Le 20 février 2026, le collectif des avocats d’Abdou Nguer a officiellement saisi le bâtonnier de l’Ordre des avocats du Sénégal pour contester les conditions de jugement de leur client au tribunal de grande instance de Dakar.
Dans leur correspondance, signée par Maître Aboubacry Barro au nom de ses confrères Iba Mar Diop, El Hadj Diouf et Alioune Badara Fall, ils dénoncent une « violation flagrante des principes fondamentaux de la défense » lors de l’audience. Le chroniqueur, poursuivi pour diffusion de fausses nouvelles et placé sous mandat de dépôt, aurait vu son dossier traité de manière « discriminatoire et arbitraire » comparé aux autres affaires du jour.

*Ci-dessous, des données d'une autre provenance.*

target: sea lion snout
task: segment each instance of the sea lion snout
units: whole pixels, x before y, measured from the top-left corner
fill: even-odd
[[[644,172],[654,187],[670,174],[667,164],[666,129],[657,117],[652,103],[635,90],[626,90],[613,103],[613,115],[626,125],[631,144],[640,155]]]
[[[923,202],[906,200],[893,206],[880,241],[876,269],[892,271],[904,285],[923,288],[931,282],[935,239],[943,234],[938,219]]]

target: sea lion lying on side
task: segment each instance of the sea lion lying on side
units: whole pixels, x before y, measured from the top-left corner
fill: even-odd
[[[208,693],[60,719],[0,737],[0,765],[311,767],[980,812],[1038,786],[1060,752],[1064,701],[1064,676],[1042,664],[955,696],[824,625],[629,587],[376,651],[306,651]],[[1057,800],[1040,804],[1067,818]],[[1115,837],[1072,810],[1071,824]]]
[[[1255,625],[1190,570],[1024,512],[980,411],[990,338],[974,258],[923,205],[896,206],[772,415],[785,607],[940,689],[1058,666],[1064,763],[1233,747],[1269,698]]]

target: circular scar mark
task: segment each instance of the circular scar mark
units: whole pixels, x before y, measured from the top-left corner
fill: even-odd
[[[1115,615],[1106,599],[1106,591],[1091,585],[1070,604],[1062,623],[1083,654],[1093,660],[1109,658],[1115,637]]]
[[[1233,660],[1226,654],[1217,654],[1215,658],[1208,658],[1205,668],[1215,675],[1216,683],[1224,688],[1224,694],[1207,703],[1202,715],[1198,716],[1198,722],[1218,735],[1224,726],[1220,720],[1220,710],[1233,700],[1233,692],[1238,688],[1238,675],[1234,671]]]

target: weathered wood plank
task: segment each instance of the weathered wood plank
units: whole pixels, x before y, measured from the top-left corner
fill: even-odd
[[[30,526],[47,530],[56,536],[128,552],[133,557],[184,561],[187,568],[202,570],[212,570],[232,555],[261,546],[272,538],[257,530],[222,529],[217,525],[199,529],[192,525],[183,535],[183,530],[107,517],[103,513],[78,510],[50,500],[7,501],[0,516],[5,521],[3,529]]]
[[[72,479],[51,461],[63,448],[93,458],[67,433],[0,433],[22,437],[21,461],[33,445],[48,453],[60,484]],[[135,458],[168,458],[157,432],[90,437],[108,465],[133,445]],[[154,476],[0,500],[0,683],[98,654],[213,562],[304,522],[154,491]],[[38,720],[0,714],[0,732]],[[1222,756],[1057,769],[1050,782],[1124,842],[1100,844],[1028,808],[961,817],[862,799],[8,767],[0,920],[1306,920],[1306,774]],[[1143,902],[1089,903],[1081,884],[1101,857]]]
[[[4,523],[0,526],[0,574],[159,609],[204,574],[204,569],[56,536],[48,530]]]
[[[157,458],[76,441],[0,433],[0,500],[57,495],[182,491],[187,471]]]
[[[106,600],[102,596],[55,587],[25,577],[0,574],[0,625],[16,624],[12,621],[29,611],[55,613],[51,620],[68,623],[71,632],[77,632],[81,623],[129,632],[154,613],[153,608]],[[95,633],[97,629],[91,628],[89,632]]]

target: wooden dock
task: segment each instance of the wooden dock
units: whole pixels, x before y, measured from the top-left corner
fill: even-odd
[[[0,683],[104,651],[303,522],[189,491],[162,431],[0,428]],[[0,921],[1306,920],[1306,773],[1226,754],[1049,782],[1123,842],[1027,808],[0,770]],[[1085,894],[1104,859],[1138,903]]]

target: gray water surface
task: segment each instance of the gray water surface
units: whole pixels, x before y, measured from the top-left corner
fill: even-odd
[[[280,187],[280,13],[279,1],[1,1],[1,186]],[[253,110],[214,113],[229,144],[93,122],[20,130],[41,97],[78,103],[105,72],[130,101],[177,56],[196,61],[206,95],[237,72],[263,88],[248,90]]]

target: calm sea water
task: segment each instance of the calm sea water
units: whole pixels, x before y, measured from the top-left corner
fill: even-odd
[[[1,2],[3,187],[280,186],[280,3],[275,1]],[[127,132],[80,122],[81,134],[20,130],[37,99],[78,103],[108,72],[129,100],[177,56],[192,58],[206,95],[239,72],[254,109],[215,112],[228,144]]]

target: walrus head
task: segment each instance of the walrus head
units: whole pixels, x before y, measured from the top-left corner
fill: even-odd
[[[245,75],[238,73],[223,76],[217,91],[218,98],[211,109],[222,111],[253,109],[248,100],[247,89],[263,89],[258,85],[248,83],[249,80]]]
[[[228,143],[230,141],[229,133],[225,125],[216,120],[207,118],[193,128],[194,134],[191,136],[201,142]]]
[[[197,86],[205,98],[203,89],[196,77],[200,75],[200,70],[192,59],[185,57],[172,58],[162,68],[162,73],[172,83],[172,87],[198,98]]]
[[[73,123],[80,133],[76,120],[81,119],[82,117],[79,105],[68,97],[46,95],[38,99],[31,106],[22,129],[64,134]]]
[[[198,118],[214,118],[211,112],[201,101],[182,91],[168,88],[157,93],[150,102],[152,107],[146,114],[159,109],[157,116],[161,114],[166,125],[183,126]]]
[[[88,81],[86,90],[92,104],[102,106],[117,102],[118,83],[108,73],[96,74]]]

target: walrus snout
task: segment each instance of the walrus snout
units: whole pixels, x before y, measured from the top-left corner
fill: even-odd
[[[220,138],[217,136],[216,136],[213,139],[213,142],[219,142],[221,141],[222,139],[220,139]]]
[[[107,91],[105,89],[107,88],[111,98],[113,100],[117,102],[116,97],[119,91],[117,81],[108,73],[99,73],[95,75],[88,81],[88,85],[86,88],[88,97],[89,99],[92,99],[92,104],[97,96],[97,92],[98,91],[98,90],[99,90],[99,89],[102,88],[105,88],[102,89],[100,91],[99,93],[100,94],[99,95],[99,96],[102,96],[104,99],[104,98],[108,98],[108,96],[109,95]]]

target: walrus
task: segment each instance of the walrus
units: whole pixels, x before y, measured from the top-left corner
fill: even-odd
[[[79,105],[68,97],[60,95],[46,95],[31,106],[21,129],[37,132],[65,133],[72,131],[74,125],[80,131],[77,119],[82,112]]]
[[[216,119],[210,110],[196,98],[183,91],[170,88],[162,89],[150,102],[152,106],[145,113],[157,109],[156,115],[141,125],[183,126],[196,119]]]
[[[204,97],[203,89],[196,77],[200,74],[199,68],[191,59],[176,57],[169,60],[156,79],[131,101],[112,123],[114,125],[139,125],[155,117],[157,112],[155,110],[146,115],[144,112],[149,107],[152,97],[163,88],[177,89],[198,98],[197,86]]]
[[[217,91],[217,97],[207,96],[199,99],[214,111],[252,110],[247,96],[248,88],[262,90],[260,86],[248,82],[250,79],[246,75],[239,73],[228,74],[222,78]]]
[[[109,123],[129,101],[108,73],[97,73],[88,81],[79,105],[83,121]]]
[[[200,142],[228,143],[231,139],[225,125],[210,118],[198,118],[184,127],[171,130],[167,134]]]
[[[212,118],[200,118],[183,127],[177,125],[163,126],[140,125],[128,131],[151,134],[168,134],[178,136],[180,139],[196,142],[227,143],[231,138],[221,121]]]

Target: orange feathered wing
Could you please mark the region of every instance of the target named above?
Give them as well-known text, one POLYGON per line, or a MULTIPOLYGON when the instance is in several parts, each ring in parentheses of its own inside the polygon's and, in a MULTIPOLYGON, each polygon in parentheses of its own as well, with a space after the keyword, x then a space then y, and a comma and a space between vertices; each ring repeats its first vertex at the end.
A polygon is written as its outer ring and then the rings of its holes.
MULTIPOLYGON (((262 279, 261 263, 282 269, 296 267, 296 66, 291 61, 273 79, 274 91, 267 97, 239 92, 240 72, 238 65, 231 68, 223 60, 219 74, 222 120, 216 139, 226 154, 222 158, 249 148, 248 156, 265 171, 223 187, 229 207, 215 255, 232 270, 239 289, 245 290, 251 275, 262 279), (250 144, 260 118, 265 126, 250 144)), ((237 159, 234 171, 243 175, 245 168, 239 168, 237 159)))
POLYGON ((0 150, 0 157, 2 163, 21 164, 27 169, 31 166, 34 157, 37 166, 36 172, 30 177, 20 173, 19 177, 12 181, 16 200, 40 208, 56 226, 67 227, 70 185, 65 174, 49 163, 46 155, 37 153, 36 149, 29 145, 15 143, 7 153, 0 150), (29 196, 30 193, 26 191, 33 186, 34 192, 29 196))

Le point de rupture concerne le renvoi de l’affaire au 20 mars 2026, alors que la pratique habituelle prévoit des délais d’une semaine pour des dossiers similaires. Selon la défense, le président du tribunal, Mamadou Diouf, aurait en outre interdit aux avocats de déposer une demande de mise en liberté provisoire, ce que le collectif qualifie de « négation des Droits de l’homme et du Code de procédure pénale ».
Les avocats annoncent leur intention de porter le dossier devant le premier président de la Cour suprême et celui de la Cour d’appel de Dakar, tout en saisissant l’Union des magistrats du Sénégal et le Comité sénégalais des Droits de l’homme, dénonçant ce qu’ils considèrent comme un précédent dangereux pour l’équilibre de la justice.